Abstract

We used protein electrophoresis to examine genetic population structure and origin of life history types of chinook salmon Oncorhynchus tshawytscha in British Columbia, Canada. Among 31 allozyme loci resolved in 91 samples from 63 populations of chinook salmon in rivers and hatcheries throughout British Columbia, population heterozygosities averaged 0.084 (range 0.048–0.108) and were typical of values for populations in other regions. A hierarchical gene diversity analysis indicated that 91.3% of the total allele-frequency diversity was attributable to within-population variability; the remaining 8.7% was attributable to geographic variability among populations, which was partitioned into among-river (3.3%), among-area (3.5%), and among-region (1.9%) components. Two major groups of populations appeared in the principal components analysis and in cluster analysis of genetic distances. A coastal group included populations in four subgroups: Central coast, Georgia Strait, lower Fraser River, and west Vancouver Island.
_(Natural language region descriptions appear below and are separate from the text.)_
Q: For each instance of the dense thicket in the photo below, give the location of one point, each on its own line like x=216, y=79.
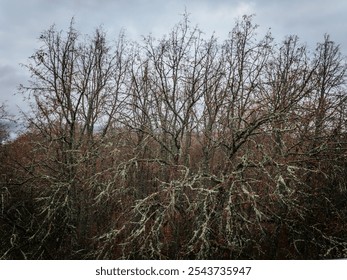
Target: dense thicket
x=179, y=148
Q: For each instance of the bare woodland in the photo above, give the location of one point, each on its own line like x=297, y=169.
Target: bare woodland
x=181, y=147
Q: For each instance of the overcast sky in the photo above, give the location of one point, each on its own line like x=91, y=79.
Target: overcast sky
x=22, y=21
An inland group included six subgroups: Nass River, Skeena River, north Thompson River, upper and mid-Fraser River, south Thompson River, and lower Thompson River. The geographic extents of the inland and coastal groups largely coincided with the geographic distributions of stream- and ocean-type juvenile forms and may reflect postglacial colonization by two ancestral lineages that survived in Pleistocene refugia. The presence of genetically undifferentiated stream-type fish in coastal streams populated by ocean-type fish may reflect either postglacial life history differentiation from ancestral ocean-type fish or life history flexibility of ocean-type fish.